Enquanto liderança jovem estou criando esse diálogo e mostrando que estamos mais vivos que antes e que a juventude está vindo, ocupando os lugares onde não se via indígenas e reocupando os nossos espaços que nos foram tirando, seja por meio de ações diretas, textos, lives em redes sociais, palestras etc.
LGBTs indígenas enfrentam um duplo preconceito?
Até mais que um duplo, vejo como um grande conjunto de preconceitos que vem desse olhar colonizador que ainda quer ver o corpo indígena, mente e desejo como algo que não pode interagir com a diversidade e sim viver nesse padrão binário e colonizador de sexualidade. Então sim, o indígena sofre por ser LGBT, ser mulher, ser nordestino, se tem o tom da pele mais escura ou mais clara.
Ainda existe uma visão folclórica dos povos indígenas? Como mudar isso?
Sim, ainda se tem uma grande visão folclorizada dos povos indígenas sobre as nossas tradições e línguas, vem muito dessa visão enraizada do indígena de 1500 que estava pelado e era selvagem. Hoje em dia se tem uma visão que os indígenas são exatamente iguais àqueles dos livros de História ou que no dia do “índio” (19 de abril) é legal colocar cocar nas crianças e falar como se não existissem mais indígenas. Isso faz com que a gente se torne apenas história. Acredito que pode ser mudado dando espaços a nós indígenas falamos sobre nossas próprias vivências por nós mesmos, e não terceiros. Indo aos locais onde isso acontece, mostrando que somos pessoas “normais” e que não estamos apenas nos livros como uma lenda ou selvagens sanguinários.
A nossa luta e resistência indígena está viva em cada nova vida indígena que nasce e em cada planta que brota, então mantemos nossa resistência e luta viva pela sobrevivência. Mesmo com tantos atos querendo por um fim nas nossas histórias e nas nossas vidas.
O Brasil tem uma dívida com os indígenas?
Com certeza essa poderia ser apenas uma pergunta retórica, mas sim, o Brasil tem uma grande dívida histórica com os indígenas que não pode se pagar com dinheiro ou bens materiais. Mas um bom começo seria respeitando os nossos direitos, demarcando nossas terras e deixando a gente viver e não mais lutar pela sobrevivência.
E o movimento LGBT, construído com bases norte-americanas e europeias, tem dado conta das questões dos indígenas LGBT? Como mudar este cenário?

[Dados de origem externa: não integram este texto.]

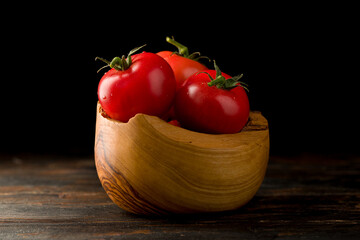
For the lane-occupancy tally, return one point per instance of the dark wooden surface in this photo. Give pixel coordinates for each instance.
(304, 197)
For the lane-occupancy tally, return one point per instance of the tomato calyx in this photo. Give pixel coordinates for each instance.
(120, 64)
(183, 51)
(222, 83)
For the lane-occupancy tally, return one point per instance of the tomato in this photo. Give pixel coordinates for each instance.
(142, 83)
(182, 63)
(212, 102)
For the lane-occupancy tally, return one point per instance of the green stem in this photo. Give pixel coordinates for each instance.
(183, 51)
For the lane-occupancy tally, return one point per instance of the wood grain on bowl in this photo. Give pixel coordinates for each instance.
(148, 166)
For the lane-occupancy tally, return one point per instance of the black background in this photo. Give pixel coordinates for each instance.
(296, 60)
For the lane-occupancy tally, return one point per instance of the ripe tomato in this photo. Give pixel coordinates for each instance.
(145, 83)
(212, 105)
(182, 63)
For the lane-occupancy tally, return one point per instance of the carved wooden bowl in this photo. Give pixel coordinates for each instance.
(148, 166)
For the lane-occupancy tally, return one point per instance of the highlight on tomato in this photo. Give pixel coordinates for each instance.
(182, 63)
(212, 102)
(140, 83)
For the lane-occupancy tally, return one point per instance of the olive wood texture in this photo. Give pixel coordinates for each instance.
(148, 166)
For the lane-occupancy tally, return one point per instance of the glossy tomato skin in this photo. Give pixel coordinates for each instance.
(183, 67)
(207, 109)
(147, 86)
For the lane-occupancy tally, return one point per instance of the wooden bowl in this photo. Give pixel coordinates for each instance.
(148, 166)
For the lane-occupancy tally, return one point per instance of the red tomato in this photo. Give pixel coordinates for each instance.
(212, 109)
(147, 86)
(182, 63)
(183, 67)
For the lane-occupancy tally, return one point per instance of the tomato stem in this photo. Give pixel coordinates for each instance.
(120, 64)
(183, 51)
(221, 82)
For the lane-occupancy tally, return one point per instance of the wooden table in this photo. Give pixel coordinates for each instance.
(304, 197)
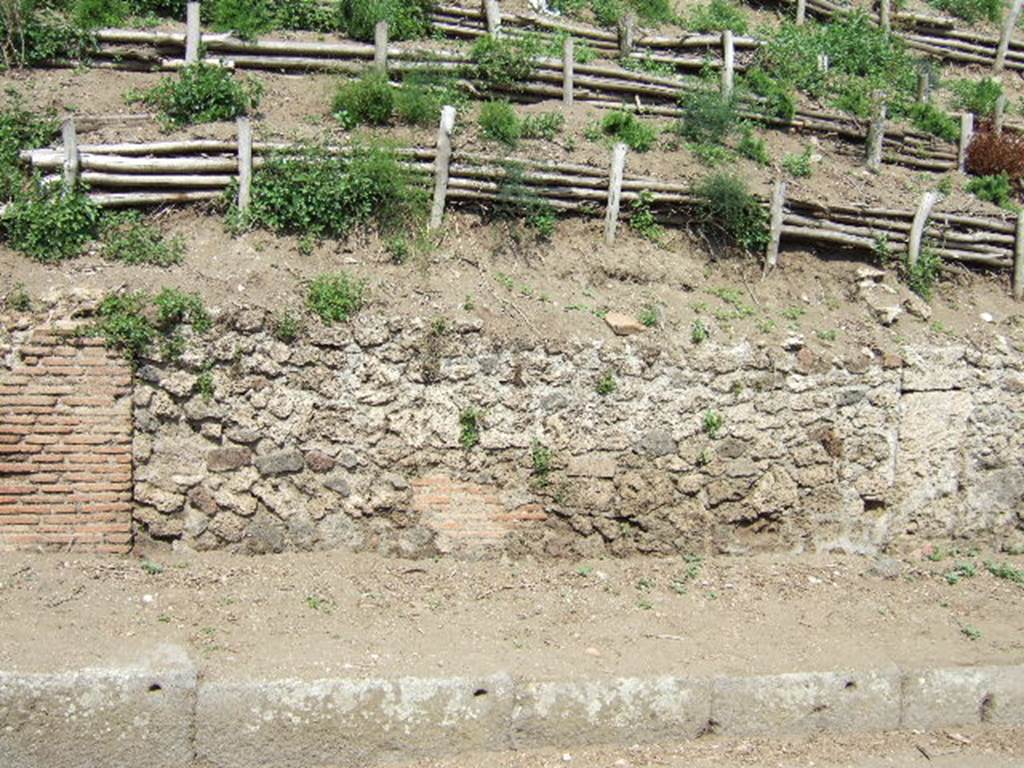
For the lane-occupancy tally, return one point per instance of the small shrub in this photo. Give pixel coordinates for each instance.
(335, 297)
(921, 276)
(540, 456)
(123, 324)
(727, 206)
(469, 428)
(407, 18)
(503, 62)
(931, 119)
(50, 224)
(642, 219)
(628, 128)
(799, 165)
(125, 237)
(708, 117)
(500, 123)
(972, 10)
(545, 125)
(18, 299)
(367, 100)
(978, 96)
(753, 147)
(606, 384)
(287, 327)
(712, 423)
(995, 189)
(990, 154)
(717, 15)
(316, 193)
(201, 93)
(698, 332)
(176, 307)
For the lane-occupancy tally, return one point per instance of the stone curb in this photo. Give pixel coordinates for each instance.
(160, 714)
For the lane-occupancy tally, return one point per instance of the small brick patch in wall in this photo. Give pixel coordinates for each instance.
(468, 515)
(66, 462)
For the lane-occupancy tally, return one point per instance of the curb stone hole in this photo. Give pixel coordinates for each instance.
(987, 708)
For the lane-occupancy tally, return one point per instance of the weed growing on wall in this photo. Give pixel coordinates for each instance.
(316, 193)
(728, 207)
(336, 297)
(201, 93)
(50, 223)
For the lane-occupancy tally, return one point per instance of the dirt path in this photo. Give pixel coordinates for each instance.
(338, 614)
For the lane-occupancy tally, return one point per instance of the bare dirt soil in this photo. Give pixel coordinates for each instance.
(334, 613)
(974, 748)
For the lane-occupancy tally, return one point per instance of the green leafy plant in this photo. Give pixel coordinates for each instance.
(799, 165)
(201, 93)
(997, 189)
(707, 116)
(698, 332)
(369, 99)
(642, 219)
(127, 238)
(469, 426)
(50, 223)
(717, 15)
(606, 384)
(318, 193)
(938, 122)
(628, 128)
(503, 62)
(499, 122)
(407, 18)
(713, 423)
(727, 206)
(335, 297)
(978, 96)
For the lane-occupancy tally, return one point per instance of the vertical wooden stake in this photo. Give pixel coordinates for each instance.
(245, 164)
(493, 12)
(1010, 24)
(1019, 258)
(775, 226)
(967, 133)
(568, 62)
(627, 33)
(1000, 114)
(614, 193)
(72, 162)
(380, 46)
(877, 134)
(192, 32)
(441, 162)
(728, 62)
(924, 87)
(928, 201)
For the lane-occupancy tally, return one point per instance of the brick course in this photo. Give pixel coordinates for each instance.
(66, 473)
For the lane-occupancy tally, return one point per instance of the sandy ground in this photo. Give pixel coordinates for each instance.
(336, 613)
(977, 748)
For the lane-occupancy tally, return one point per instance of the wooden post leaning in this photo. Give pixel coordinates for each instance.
(614, 193)
(441, 162)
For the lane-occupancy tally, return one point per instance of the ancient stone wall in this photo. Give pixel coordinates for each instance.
(352, 436)
(66, 430)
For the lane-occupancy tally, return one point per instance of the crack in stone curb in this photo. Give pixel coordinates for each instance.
(174, 716)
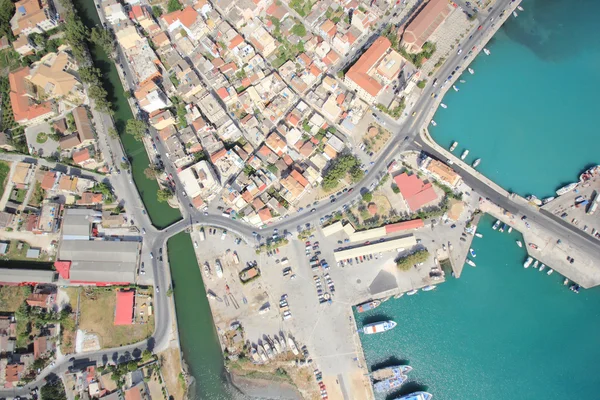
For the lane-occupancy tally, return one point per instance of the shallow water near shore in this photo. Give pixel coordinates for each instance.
(498, 332)
(530, 110)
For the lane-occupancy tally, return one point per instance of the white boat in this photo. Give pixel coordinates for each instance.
(566, 189)
(542, 267)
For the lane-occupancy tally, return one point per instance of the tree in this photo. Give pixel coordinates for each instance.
(299, 30)
(164, 195)
(103, 38)
(136, 128)
(157, 11)
(173, 5)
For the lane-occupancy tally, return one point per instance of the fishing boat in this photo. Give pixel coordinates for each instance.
(379, 327)
(292, 346)
(390, 372)
(368, 306)
(566, 189)
(389, 384)
(416, 396)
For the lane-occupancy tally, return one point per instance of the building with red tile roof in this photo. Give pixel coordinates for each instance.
(358, 76)
(416, 193)
(420, 29)
(124, 307)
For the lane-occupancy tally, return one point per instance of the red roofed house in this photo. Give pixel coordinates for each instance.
(124, 307)
(25, 110)
(420, 29)
(416, 193)
(358, 77)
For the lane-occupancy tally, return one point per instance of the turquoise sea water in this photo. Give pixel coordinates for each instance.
(499, 332)
(530, 111)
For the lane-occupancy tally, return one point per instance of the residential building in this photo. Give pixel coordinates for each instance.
(427, 20)
(33, 16)
(26, 110)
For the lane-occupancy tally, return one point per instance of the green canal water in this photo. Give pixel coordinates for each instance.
(161, 214)
(499, 332)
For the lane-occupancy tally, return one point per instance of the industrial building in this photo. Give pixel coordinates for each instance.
(389, 245)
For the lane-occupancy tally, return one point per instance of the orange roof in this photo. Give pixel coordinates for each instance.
(81, 156)
(299, 177)
(124, 307)
(426, 22)
(235, 42)
(359, 71)
(48, 180)
(23, 108)
(416, 193)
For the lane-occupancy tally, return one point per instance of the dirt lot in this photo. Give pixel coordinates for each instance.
(171, 368)
(11, 297)
(97, 311)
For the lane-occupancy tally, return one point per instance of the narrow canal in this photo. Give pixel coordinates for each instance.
(197, 334)
(161, 214)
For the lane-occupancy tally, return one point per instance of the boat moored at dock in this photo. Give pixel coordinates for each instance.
(379, 327)
(368, 306)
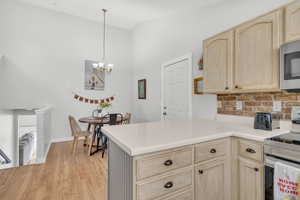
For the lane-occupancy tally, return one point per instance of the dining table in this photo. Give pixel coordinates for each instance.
(96, 123)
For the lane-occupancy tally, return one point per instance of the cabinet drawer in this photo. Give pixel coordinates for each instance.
(186, 195)
(251, 150)
(209, 150)
(161, 186)
(163, 162)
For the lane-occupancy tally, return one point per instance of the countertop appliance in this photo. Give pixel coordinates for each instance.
(290, 66)
(284, 149)
(267, 121)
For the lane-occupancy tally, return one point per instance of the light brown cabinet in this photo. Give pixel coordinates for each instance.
(246, 58)
(292, 21)
(218, 61)
(257, 46)
(211, 181)
(250, 180)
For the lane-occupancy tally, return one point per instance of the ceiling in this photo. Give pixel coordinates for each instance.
(122, 13)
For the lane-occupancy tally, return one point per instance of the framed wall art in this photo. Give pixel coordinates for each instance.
(198, 85)
(142, 88)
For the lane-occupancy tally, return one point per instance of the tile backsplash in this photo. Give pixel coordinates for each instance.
(257, 102)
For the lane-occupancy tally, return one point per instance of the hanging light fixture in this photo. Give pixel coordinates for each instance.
(103, 65)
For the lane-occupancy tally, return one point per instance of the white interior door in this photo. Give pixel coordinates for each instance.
(177, 89)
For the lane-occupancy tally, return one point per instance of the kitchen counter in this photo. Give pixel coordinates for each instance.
(143, 138)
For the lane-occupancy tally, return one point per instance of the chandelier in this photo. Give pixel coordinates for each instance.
(103, 65)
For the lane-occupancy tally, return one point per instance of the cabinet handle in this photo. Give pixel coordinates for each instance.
(168, 163)
(249, 150)
(213, 151)
(168, 185)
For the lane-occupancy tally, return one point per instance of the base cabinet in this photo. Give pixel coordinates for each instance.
(224, 169)
(211, 181)
(250, 180)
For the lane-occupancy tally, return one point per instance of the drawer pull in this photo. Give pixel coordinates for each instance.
(168, 185)
(249, 150)
(168, 163)
(213, 151)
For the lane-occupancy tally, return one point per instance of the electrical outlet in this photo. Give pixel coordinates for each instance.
(277, 106)
(219, 104)
(239, 105)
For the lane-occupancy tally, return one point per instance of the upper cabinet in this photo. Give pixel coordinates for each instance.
(246, 58)
(292, 21)
(218, 60)
(257, 46)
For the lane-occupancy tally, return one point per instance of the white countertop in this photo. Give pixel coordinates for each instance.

Não tem dando conta até porque não somos incluídos nas pautas e debates. Quando se tem, nós indígenas LGBT somos apagados desse movimento friamente, eu sinceramente não me sinto nem um pouco contemplado com muitas coisas do movimento, até porque não chega até a gente nas aldeias e nas margens aonde fomos colocados. Parece que as pessoas que estão a frente não sabem do primeiro caso documentado de homofobia, que foi feito contra um indígena do povo tupinambá nas praias maranhenses. Ele foi colocado em um canhão e explodido, o seu nome é Tibira, esse é um fato que o movimento não reconhece. Acredito que isso pode ser mudado se começarem a ouvir os indígenas que são LGBT para começarem a entender como podemos ajudar e quais são nossas pautas e reivindicações.
Ainda se tem uma grande visão folclorizada dos povos indígenas sobre as nossas tradições e línguas, vem muito dessa visão enraizada do indígena de 1500 que estava pelado e era selvagem.
Agora me conta seu maior sonho!
O meu sonho é um dia poder viver em um ambiente que posso me respeitar como eu sou enquanto indígena, que eu consiga viver e ser livre, que eu possa amar quem eu quiser sem ter medo e mostrar como o amor é lindo com as suas várias formas de amar.